I will ever keep narrating these two stories when, in the first, a team of personal security staff and a uniformed policeman, drove away one respected Ghanaian professor of religion, when he had wanted to board his private car in front of the arrival lounge at the Kotoka International Airport. Minutes later, a man of Asian extraction, came out and was allowed to board his car right at the same spot the Ghanaian professor was disallowed.
Second, during the premier of the Passion of Christ at the International Conference Center, a young mother was denied access with her son, because of age restriction. The boy, who looked twelve years of age, was well below the allowed age of minimum eighteen, to watch that film. However, some Indian families were allowed to watch with their children of between eight and ten years.
The question of why do we do ourselves in is mind boggling. At the KIA, a Ghanaian passport holder is treated like a foreigner at the entry point. Long queues and interrogations can make one spend hours for the only crime of returning to one's God blessed, homeland. Meanwhile, foreign passport holders will just sail through with beautiful smiles of "Welcome to Ghana" from the Ghanaian officials at the entry points. And the Ghanaian will be treated like some alien, who is coming to do illegal business in town. And also, it may seem as if he will be bundled back on the next available plane to whenever he came from.
At the airport or any entry point into the country, Ghanaian travellers wonder whether they are really back home. On their travels abroad, they see how national passport holders were given red carpet treatment, while they, the foreign Ghanaians, can stay in slow moving queues for hours as each gets long periods of interrogations. I remember joining maybe a one kilometre long queue at one airport abroad. The barriers were arranged in a way that one had to walk almost fifty metres to one end, and turn to go another fifty to the other, and this went one until one finally meets with the immigration officers. And back home, you receive the same treatment, and you have every reason to ask yourself whether it was worth it being a Ghanaian.
In the field of soccer, Ghana is now found lost in the African Cup of Nations, since 1982, when we last won the cup.

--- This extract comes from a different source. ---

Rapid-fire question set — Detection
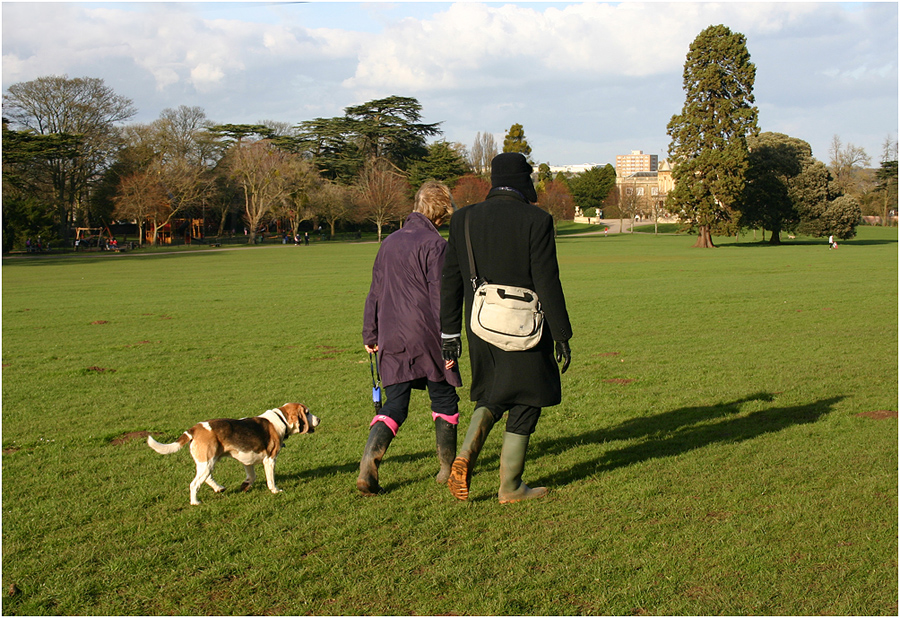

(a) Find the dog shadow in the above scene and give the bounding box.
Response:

Thirty-five years on, and we have not written our names on the list of champions. We won the trophy four times only, and that was with Ghanaian coaches. Then we turned to expatriates, and, to date, we only saw the trophy an arm's length away in 1992, 2010 and 2015, when we became losing finalists.
We have completely abandoned the Ghanaian coaches all these while for expatriate ones, until, only recently, when we brought in Kwesi Appiah. We decided to dump him after the World Cup fiasco in Brazil, and run back to him after all seems lost in our bid to make a fourth consecutive appearance in the FIFA World Cup.
The question is if we can only form a national team with Ghanaians, and we have Ghanaians who have played good soccer for this nation and are in the coaching vocation, why don't we upgrade our own and use them for local and national clubs, instead of bastardising them by looking elsewhere for coaches, who are in themselves not highly rated abroad? Some of these coaches only come and use Ghana to better their CVs, and go bidding for top clubs after their sojourn here.
Why do we do us in? This is the question I keep asking myself, when it came to light that some Russians and Ukrainians had been engaging in illegal mining for the past quarter of a century. Aside from this, they had full protection from the Ghana Armed Forces. It is shocking that the men in green were assigned to grab poor villagers in the middle of the night, and put them under full military torture for doing nothing at all, but committing the crime of living around a gold mine, and they were warned not to look at the foreigners with disgust, worse of all, not to attempt to drive them away.
It is not possible under military regulations for soldiers to undergo such operations without the high command being aware of it. In fact, the military are a very disciplined group of persons, who are taught of the need to comport themselves in public.
A soldier violates military code when he beats up a civilian, especially, for no reason at all, but just to show that he wields power. It is only allowed when it comes to self-defense. So, if a civilian beats up a military personnel, then he has invited trouble.
What is not acceptable, is for the military to descend upon innocent civilians to discipline them. And that was what happened to the natives of Amadan, a small town in the Ashanti Region, when someone sent uniformed men to discipline the inhabitants, so as to put the fear of God in them, because some Russians and Ukrainians wanted to practice their vices in peace.
One can entertain doubts that they could be from the military due to their strict code of conduct. But, on the other hand, it could be possible that some rogue officer could use troops under him to go on such an operation.
Whether they were true soldiers or fake ones, the bottom line is that some Ghanaians are prepared to put other Ghanaians in bondage in their own country. Some Ghanaians want to treat other Ghanaians as second or third class citizens, for the sake of protecting the foreigner, while violating the rights of the true citizen and native of the land.
It is a great shame how people who use powers invested in them by the community, and by the people, to rather enslave them.
This galamsey/illegal/small-scale mining is getting murkier and murkier that now Ghanaians are ready to kill their own kith and kin just to allow the foreigner to do illegal business in this country.
Could someone then push a motion that we should invite our colonial masters to come back and rule us? I think they may protect us better than what our own are doing. I will second that motion, what about you? We can't just be doing us in.